Sur l’emplacement de ce même fort, une forteresse est bâtie aux XIe et XIIe siècles, sur ordre des ducs d’Aquitaine. Aliénor d’Aquitaine elle-même séjourne souvent au château d’Oléron. Dans une région tiraillée par les guerres franco-anglaises, le château change constamment d’occupant, avant de devenir définitivement français au XVe siècle.
Son histoire rocambolesque, compte encore nombre de péripéties…
Le fort d'Oléron donnant sur la mer © Histoires de patrimoine
Le cardinal de Richelieu et l'île d'Oléron
Les guerres de Religion font rage en Saintonge, terre déchirée entre les huguenots et les catholiques. En 1586, le chef de guerre protestant Agrippa d’Aubigné investit le château d’Oléron avec ses 700 soldats. Le gouverneur de Brouage, François de Saint-Luc, emploie près de 2 000 hommes pour l’en chasser.

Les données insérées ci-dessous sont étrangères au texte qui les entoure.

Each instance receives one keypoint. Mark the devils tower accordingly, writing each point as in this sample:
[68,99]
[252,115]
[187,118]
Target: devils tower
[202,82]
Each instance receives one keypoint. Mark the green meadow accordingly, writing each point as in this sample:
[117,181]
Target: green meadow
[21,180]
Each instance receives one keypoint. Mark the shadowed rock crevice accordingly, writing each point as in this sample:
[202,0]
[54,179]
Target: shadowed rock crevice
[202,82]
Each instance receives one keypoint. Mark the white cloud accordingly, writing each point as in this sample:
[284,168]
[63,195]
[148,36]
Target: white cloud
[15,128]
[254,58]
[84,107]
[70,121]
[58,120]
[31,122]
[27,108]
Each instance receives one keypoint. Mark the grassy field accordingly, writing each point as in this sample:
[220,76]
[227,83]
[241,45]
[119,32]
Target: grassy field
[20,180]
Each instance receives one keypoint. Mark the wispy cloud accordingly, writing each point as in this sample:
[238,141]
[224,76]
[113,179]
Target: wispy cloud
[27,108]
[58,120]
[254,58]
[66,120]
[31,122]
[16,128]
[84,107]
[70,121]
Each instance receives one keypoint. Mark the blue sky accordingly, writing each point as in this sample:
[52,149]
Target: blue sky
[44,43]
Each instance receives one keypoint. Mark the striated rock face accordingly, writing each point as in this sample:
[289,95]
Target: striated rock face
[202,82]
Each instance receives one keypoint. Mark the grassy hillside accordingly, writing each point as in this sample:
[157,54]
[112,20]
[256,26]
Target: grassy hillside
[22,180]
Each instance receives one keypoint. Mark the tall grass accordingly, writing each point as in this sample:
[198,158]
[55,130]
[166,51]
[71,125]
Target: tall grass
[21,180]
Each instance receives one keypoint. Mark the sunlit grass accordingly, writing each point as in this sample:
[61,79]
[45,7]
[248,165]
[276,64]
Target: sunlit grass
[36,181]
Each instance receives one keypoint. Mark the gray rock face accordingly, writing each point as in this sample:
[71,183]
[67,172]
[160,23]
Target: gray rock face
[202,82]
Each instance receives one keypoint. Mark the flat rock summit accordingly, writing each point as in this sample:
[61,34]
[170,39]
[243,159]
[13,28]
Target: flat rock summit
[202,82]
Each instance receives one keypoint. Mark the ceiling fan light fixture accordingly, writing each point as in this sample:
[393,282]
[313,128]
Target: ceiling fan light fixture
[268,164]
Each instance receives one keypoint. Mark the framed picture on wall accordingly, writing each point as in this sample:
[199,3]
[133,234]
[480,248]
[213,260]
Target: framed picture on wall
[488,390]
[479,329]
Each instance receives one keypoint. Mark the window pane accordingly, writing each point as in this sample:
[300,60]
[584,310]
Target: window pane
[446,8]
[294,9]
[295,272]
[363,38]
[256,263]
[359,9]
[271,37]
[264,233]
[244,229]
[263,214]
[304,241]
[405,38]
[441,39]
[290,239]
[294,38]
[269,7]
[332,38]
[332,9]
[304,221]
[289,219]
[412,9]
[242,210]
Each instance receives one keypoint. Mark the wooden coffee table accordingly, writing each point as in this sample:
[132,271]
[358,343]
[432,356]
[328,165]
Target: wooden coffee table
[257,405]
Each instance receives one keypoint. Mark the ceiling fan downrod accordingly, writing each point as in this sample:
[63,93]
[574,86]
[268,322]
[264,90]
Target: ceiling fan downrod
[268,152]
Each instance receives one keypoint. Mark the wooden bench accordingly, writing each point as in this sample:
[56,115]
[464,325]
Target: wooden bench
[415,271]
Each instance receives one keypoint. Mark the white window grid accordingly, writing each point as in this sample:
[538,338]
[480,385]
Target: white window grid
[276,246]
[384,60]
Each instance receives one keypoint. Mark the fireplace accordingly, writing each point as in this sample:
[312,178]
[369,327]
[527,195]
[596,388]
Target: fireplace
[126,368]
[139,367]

Une quarantaine d’années plus tard, alors que la paix semble être revenue dans le royaume, une poudrière explose à quelques kilomètres d'Oléron : en 1627, La Rochelle, place forte protestante, se révolte contre le roi Louis XIII et son ministre Richelieu. L’Angleterre soutient financièrement et militairement la ville protestante, moins par solidarité religieuse que pour la France. Le duc de Buckingham débarque en juillet 1627 sur l’île de Ré avec plus de 8 000 soldats anglais.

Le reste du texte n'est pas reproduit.